In October, 2009 ‘Pvt. Jamal Britt, assigned to C Co., 3rd Battalion, 13th Infantry Regiment, collapsed during the Army Physical Fitness Test.’ His death at Fort Jackson, South Carolina, was due to heat stroke. He was nineteen.
He had company a few months before when at the same fort, ‘Eighteen-year-old Pvt. Jonathan Morales of Milwaukee died Aug. 20 from apparent heatstroke while participating in a march, just days before he was to graduate from basic training.’[2]
When your author went through Air Force basic training in San Antonio in the months of July and August, I learned first-hand about what heat can do to you when you are exercising heavily, but fortunately, I just passed out for a few seconds. Britt and Morales were not so lucky.
So, we have seen that military training can be an equal opportunity killer, it can take the lives of raw recruits, and it can take the lives of seasoned operators.
Let’s raise the periscope and take a look at some more examples of when military lessons became lethal, and practice did not make perfect.
Kyle Mullen was a college football star, and just the type one would expect to try to earn his “Budweiser” badge as a United States Navy Seal.
His first attempt failed, and he took the basic course again in 2022, and in the middle of the traditional Hell Week, (wherein would-be SEALS get to know what cold wet and tired really mean), Mullen became seriously ill, coughing up blood and exhausted.
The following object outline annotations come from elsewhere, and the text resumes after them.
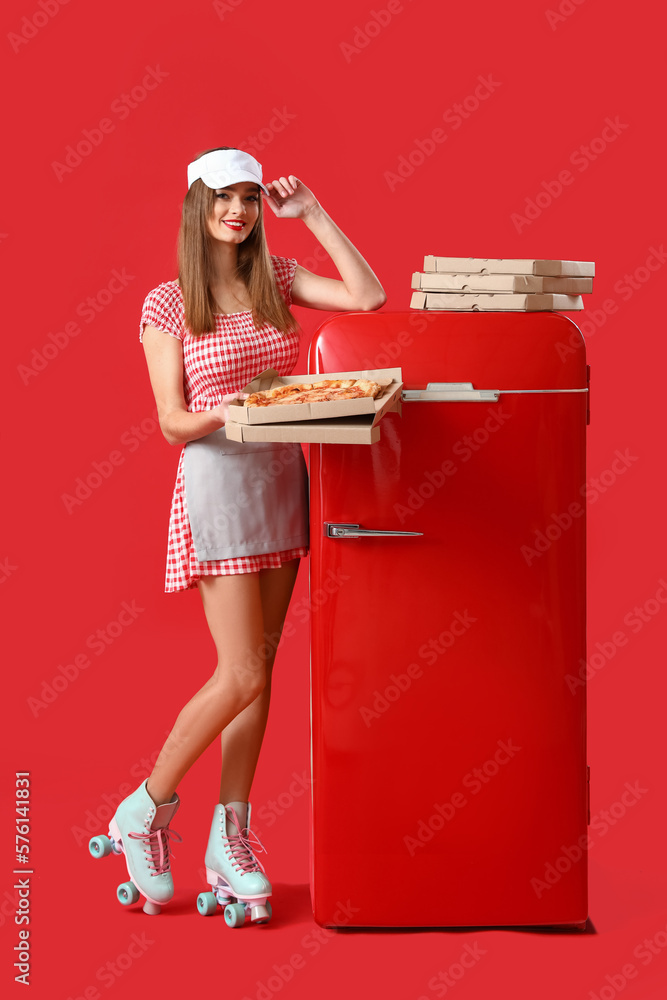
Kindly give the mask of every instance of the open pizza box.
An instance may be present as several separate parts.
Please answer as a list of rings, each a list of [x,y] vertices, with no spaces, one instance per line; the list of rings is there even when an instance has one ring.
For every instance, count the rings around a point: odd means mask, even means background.
[[[242,400],[229,404],[225,424],[232,441],[299,441],[311,444],[373,444],[380,439],[378,423],[392,410],[401,412],[403,372],[400,368],[373,368],[354,372],[321,372],[318,375],[278,375],[268,368],[241,391],[261,392],[295,382],[323,379],[365,378],[384,383],[380,394],[360,399],[298,406],[245,407]]]

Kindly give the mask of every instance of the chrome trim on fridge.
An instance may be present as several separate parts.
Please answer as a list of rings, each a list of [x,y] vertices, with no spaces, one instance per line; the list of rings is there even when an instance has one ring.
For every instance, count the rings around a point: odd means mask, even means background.
[[[373,528],[360,528],[358,524],[343,524],[338,521],[325,521],[324,534],[327,538],[365,538],[369,535],[423,535],[423,531],[379,531]]]

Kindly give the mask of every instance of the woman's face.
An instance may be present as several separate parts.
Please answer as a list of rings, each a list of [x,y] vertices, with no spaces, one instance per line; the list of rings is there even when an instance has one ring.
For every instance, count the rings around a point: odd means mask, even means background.
[[[213,239],[222,243],[243,243],[257,222],[260,198],[257,184],[250,181],[216,188],[213,211],[207,223]]]

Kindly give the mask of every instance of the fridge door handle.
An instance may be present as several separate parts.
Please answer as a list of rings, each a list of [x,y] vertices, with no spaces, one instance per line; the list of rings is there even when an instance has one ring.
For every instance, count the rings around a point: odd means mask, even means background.
[[[368,535],[423,535],[423,531],[379,531],[373,528],[360,528],[358,524],[342,524],[338,521],[325,521],[324,534],[327,538],[365,538]]]
[[[425,389],[404,389],[401,399],[406,402],[423,400],[467,400],[471,403],[497,403],[499,389],[473,389],[472,382],[429,382]]]

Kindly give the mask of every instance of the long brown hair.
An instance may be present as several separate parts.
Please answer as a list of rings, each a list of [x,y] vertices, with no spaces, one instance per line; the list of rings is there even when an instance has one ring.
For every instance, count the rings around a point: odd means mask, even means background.
[[[214,150],[207,149],[195,159],[212,152]],[[257,190],[259,194],[259,187]],[[178,231],[178,281],[183,293],[185,325],[193,334],[215,330],[216,302],[209,287],[213,277],[212,237],[206,228],[207,220],[213,212],[215,197],[213,188],[197,179],[183,199]],[[236,273],[248,289],[256,330],[261,329],[264,323],[270,323],[282,334],[300,329],[276,285],[264,232],[261,194],[257,221],[247,240],[239,244]]]

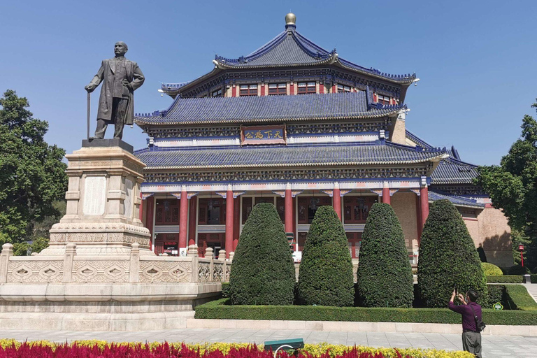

But Mullen had the right stuff, and finished Hell Week. Unfortunately, Hell Week also finished Mullen. He died after that infamous week, at twenty-four years old, likely from some form of pneumonia.[3]
Then in 2024, there were two men who had become Navy Seals, and proudly wore the insignia of America’s best.
But they didn’t get to retire with a trove of sea stories, because they ‘drowned as they tried to climb aboard a ship carrying illicit Iranian-made weapons to Yemen because of glaring training failures and a lack of understanding about what to do after falling into deep, turbulent waters, according to a military investigation into the January (2024) deaths.’
This incident is a different angle about death and training. The deaths in this case didn’t take place during training, but likely occurred because of training that was not up to par.[4]
It’s no secret that the toughest basic training is brought to you by the United States Marine Corps. (Full Metal Jacket movie fans get the idea).
It is a major accomplishment to successfully finish Marine Corps boot camp, but unfortunately, not every ‘boot’ walks out upright.
‘Pfc. Noah Jamar Evans, 21, died April 18, 2023, at Marine Corps Recruit Depot Parris Island, South Carolina.’ He was engaged in a physical fitness test, one in which he died trying to pass.
It was reported in The Marine Times, that ‘Evans was the fourth recruit to die at the boot camp in the span of two years.’[5]
WHY YOU SHOULD CARE
Our national security is highly dependent on our individual soldiers, sailors, airmen and marines. Technological wonders can help win a war, but when things get down and dirty, and it’s time to do the building-to-building bullet ballet, it’s the guys who fill those boots on the ground that get the job done.
We owe them.
We should all be concerned with their well-being; that their training is the best, and that training is as safe as is practically possible without diluting its value to prepare our GIs for the real thing.
There are times when the trainers fail, there are times when the trainees fail in body not in spirit, and these times will unfortunately continue.
But the odds of survival can be increased.
We can contact our representatives and insist that our guys and gals in uniform get the best training there is, and they get the best medical care that can get while they are in uniform, whether in training or in combat.
After all, we are the guys paying for it.
In today’s reality, it is difficult to get our ‘representatives’ to get off their political ass and do anything, but everybody looks good when they are rooting for our troops, and the optics are just fine for our fine legislators when they strive to serve those who serve us all.
Maybe it’s time we make the call, and maybe it’s time our politicians answer it.